In its Burlington Northern decision, the U.S. Supreme Court declared that adverse actions by employers that deter employees from complaining to the EEOC constitute illegal retaliation under Title VII. Ever since this decision, lower federal courts have struggled with defining what adverse actions fall under this test. Last month in an unpublished decision, the Fourth Circuit Court of Appeals (which includes North Carolina and South Carolina) concluded that an employer telling a complaining employee to "lay low" was retaliatory.
Maron v. Va. Polytechnic Inst. & State Univ. involved sex discrimination and Equal Pay Act claims by a university fundraiser. She alleged that after making internal complaints about her treatment, her supervisor at Virginia Tech told her that if she wanted to keep her job, she needed to become invisible and "stay off the radar." The district court granted summary judgment to Virginia Tech on this claim, concluding that the alleged comments were no more than petty slights.

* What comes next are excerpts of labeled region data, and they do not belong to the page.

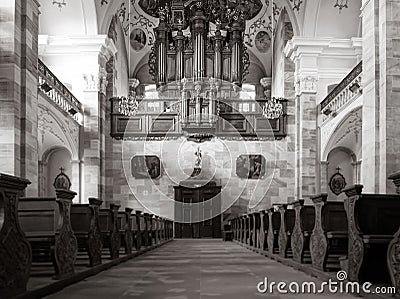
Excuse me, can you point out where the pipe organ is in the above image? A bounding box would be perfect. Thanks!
[111,0,286,138]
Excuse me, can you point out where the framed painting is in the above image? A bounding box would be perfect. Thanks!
[236,154,266,180]
[131,155,161,179]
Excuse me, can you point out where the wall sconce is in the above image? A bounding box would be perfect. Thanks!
[349,81,360,93]
[39,82,53,93]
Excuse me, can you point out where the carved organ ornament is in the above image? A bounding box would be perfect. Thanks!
[112,0,286,138]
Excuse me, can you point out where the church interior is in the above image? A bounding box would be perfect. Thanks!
[0,0,400,299]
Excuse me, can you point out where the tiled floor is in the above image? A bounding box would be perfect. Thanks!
[48,240,354,299]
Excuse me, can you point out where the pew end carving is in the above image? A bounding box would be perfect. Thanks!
[310,193,348,271]
[0,173,32,298]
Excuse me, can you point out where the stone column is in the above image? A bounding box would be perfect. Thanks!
[0,0,39,196]
[317,161,329,194]
[70,160,83,203]
[376,0,400,193]
[361,0,386,193]
[83,38,116,202]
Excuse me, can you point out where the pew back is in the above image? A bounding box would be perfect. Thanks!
[285,209,296,232]
[321,201,347,232]
[18,197,61,237]
[354,194,400,235]
[300,206,315,233]
[71,204,92,234]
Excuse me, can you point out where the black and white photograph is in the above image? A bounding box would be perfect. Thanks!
[0,0,400,299]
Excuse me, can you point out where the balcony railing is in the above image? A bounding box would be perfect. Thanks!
[38,59,83,124]
[321,61,362,120]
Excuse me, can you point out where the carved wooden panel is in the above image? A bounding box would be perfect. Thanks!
[387,228,400,294]
[278,206,288,257]
[54,190,78,279]
[110,203,121,259]
[88,198,103,267]
[0,173,32,298]
[291,202,304,263]
[310,196,328,270]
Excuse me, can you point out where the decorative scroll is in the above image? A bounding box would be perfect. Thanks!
[258,211,265,250]
[110,203,121,259]
[136,211,142,250]
[143,213,149,247]
[278,206,288,257]
[291,203,305,263]
[387,229,400,294]
[344,185,364,281]
[310,200,328,270]
[125,208,133,254]
[53,190,78,279]
[329,167,346,195]
[267,209,275,254]
[0,174,32,298]
[88,198,103,267]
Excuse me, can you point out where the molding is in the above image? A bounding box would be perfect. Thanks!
[38,34,109,56]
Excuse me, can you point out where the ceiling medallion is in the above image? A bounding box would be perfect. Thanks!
[118,79,143,116]
[329,166,346,195]
[333,0,349,13]
[53,0,67,10]
[260,78,286,119]
[289,0,303,11]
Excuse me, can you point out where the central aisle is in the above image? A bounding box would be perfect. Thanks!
[47,239,354,299]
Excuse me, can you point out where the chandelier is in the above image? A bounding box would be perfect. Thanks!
[53,0,67,10]
[260,78,286,119]
[118,79,143,116]
[333,0,349,12]
[262,97,284,119]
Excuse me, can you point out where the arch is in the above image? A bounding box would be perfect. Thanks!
[38,103,79,160]
[39,146,72,197]
[302,0,361,38]
[39,0,98,36]
[284,0,300,36]
[321,106,362,161]
[326,146,357,199]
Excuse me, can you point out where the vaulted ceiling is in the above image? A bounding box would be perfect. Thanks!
[39,0,361,80]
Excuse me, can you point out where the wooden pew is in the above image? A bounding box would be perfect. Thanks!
[160,217,166,241]
[267,207,281,254]
[244,214,250,245]
[253,212,260,248]
[130,212,140,250]
[154,215,161,245]
[118,208,133,254]
[310,193,348,271]
[258,210,268,250]
[278,204,295,258]
[344,185,400,283]
[387,171,400,294]
[18,189,78,279]
[238,215,244,243]
[292,200,315,264]
[0,173,32,298]
[248,213,254,247]
[143,213,151,247]
[99,203,121,259]
[71,198,103,267]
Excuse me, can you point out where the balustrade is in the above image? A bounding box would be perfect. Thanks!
[38,59,83,124]
[321,61,363,121]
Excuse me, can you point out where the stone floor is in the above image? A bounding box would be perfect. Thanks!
[47,239,354,299]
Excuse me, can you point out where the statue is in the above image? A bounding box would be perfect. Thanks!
[190,147,202,177]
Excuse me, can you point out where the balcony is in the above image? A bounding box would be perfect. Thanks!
[321,61,362,122]
[38,59,83,125]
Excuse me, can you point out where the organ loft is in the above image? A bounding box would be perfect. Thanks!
[0,0,400,299]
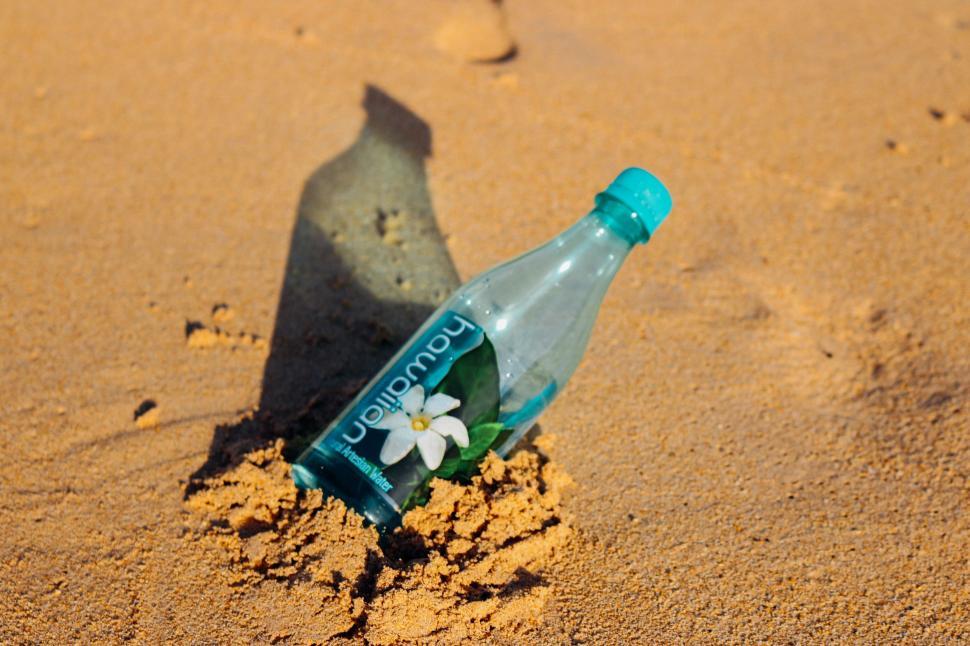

The Fourth Circuit held a different view, reversing the dismissal and remanding the retaliation claim for trial. The court concluded that the administrator's alleged warnings would have dissuaded a reasonable employee from making further internal complaints or from reporting the matter to the EEOC over fears of losing her job, even if they resulted in no tangible action against her. The court noted that the plaintiff had received a written warning during this time period from the supervisor in question for sending her a personal email, conduct that would not objectively provoke such a reaction.
This case demonstrates that the previously employer-friendly Fourth Circuit has become considerably less predictable in its decisions. In recent years, the court has taken a broader view of employee rights, and of the degree of proof required for harassment, discrimination and retaliation claims to proceed to a jury for trial.